Bitwise and in place of modulus operator

Question

We know that for example modulo of power of two can be expressed like this:

  x % 2 inpower n == x & (2 inpower n - 1).

Examples:

x % 2 == x & 1
x % 4 == x & 3
x % 8 == x & 7 

What about general nonpower of two numbers?

Let's say:

x % 7==?

Answer 1

First of all, it's actually not accurate to say that

x % 2 == x & 1

Simple counterexample: x = -1. In many languages, including Java, -1 % 2 == -1. That is, % is not necessarily the traditional mathematical definition of modulo. Java calls it the "remainder operator", for example.

With regards to bitwise optimization, only modulo powers of two can "easily" be done in bitwise arithmetics. Generally speaking, only modulo powers of base b can "easily" be done with base b representation of numbers.

In base 10, for example, for non-negative N, N mod 10^k is just taking the least significant k digits.

References

• JLS 15.17.3 Remainder Operator %
• Wikipedia/Modulo Operation

Answer 2

This only works for powers of two (and frequently only positive ones) because they have the unique property of having only one bit set to '1' in their binary representation. Because no other class of numbers shares this property, you can't create bitwise-and expressions for most modulus expressions.

Answer 3

This is specifically a special case because computers represent numbers in base 2. This is generalizable:

(number)_base % base^x

is equivilent to the last x digits of (number)_base.

Answer 4

for x % 7 = ?

x % 7 == (x+x/7) & 7

works perfectly in java.

int a = x % 7 ;

int a = (x+x/7)&7;

both statements are the same.

Answer 5

There are moduli other than powers of 2 for which efficient algorithms exist.

For example, if x is 32 bits unsigned int then x % 3 = popcnt (x & 0x55555555) - popcnt (x & 0xaaaaaaaa)

Answer 6

Not using the bitwise-and (&) operator in binary, there is not.

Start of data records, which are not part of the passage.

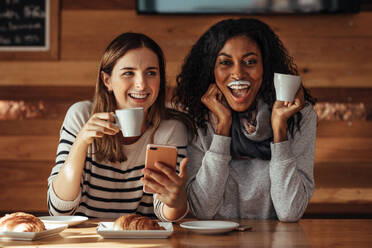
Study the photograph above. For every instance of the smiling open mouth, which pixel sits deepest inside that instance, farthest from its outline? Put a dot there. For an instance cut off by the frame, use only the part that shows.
(239, 88)
(137, 95)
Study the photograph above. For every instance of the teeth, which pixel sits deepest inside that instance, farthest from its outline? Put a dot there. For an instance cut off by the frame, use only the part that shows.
(138, 95)
(238, 85)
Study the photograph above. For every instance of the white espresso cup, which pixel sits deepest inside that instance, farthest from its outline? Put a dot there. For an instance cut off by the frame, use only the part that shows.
(130, 121)
(286, 86)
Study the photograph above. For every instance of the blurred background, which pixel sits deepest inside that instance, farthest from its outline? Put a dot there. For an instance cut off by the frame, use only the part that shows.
(331, 44)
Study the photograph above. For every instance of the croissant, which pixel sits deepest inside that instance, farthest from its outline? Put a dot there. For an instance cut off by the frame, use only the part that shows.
(21, 222)
(136, 222)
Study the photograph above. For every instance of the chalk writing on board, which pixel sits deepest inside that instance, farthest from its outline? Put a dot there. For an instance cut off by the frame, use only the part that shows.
(24, 25)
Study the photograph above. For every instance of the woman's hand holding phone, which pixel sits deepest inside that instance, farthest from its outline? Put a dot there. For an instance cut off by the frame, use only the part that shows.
(162, 179)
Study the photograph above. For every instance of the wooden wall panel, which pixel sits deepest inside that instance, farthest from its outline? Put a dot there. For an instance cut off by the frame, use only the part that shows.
(23, 186)
(28, 148)
(332, 53)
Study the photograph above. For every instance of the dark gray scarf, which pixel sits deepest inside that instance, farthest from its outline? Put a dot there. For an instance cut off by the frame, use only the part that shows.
(251, 132)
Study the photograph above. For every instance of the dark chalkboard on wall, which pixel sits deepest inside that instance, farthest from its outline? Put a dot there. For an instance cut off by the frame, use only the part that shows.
(29, 29)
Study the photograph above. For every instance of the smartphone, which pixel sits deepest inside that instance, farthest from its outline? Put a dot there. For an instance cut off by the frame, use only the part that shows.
(161, 153)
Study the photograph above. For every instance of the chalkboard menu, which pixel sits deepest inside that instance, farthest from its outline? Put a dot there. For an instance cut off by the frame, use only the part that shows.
(24, 25)
(29, 29)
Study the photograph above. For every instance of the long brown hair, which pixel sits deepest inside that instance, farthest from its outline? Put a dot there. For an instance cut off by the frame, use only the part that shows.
(109, 147)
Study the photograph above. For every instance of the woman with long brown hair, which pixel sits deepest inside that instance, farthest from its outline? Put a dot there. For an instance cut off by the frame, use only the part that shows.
(98, 172)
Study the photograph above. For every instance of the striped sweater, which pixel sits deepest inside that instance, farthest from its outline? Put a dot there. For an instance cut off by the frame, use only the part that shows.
(107, 189)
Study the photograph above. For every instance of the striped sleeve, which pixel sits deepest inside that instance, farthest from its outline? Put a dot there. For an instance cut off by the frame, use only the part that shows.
(75, 118)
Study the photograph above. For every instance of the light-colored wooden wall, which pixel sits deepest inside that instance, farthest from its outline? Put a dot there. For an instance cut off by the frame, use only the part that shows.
(332, 52)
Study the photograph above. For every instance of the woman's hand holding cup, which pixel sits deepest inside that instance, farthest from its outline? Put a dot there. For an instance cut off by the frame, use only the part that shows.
(97, 126)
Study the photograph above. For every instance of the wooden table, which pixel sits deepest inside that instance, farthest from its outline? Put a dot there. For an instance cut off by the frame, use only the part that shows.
(264, 233)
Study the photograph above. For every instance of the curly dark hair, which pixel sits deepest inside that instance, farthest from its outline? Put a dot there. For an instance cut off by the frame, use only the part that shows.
(198, 69)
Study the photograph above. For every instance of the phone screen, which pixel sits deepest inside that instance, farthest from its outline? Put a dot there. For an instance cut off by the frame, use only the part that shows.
(160, 153)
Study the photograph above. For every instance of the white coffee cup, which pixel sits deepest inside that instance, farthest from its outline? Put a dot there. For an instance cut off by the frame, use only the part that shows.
(286, 86)
(130, 121)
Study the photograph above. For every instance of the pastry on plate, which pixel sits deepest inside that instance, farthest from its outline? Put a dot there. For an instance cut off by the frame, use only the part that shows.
(21, 222)
(136, 222)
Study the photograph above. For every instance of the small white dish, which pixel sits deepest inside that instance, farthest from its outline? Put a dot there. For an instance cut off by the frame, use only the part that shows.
(51, 229)
(210, 226)
(106, 230)
(69, 220)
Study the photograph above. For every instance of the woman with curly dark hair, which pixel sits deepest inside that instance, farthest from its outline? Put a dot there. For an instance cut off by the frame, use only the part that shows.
(253, 156)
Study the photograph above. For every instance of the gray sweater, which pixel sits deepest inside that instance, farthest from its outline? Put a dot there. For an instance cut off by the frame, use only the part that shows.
(221, 187)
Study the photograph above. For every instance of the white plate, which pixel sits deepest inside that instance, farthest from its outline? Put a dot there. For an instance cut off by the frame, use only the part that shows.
(210, 226)
(51, 229)
(69, 220)
(106, 230)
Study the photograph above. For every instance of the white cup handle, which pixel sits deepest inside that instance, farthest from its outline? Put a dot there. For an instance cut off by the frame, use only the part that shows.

Sketch of proof:

Suppose there were a value k such that x & k == x % (k + 1), but k != 2^n - 1. Then if x == k, the expression x & k seems to "operate correctly" and the result is k. Now, consider x == k-i: if there were any "0" bits in k, there is some i greater than 0 which k-i may only be expressed with 1-bits in those positions. (E.g., 1011 (11) must become 0111 (7) when 100 (4) has been subtracted from it, in this case the 000 bit becomes 100 when i=4.) If a bit from the expression of k must change from zero to one to represent k-i, then it cannot correctly calculate x % (k+1), which in this case should be k-i, but there is no way for bitwise boolean and to produce that value given the mask.

Answer 7

Using bitwise_and, bitwise_or, and bitwise_not you can modify any bit configurations to another bit configurations (i.e. these set of operators are "functionally complete"). However, for operations like modulus, the general formula would be necessarily be quite complicated, I wouldn't even bother trying to recreate it.

Answer 8

In this specific case (mod 7), we still can replace %7 with bitwise operators:

// Return X%7 for X >= 0.
int mod7(int x)
{
  while (x > 7) x = (x&7) + (x>>3);
  return (x == 7)?0:x;
}

It works because 8%7 = 1. Obviously, this code is probably less efficient than a simple x%7, and certainly less readable.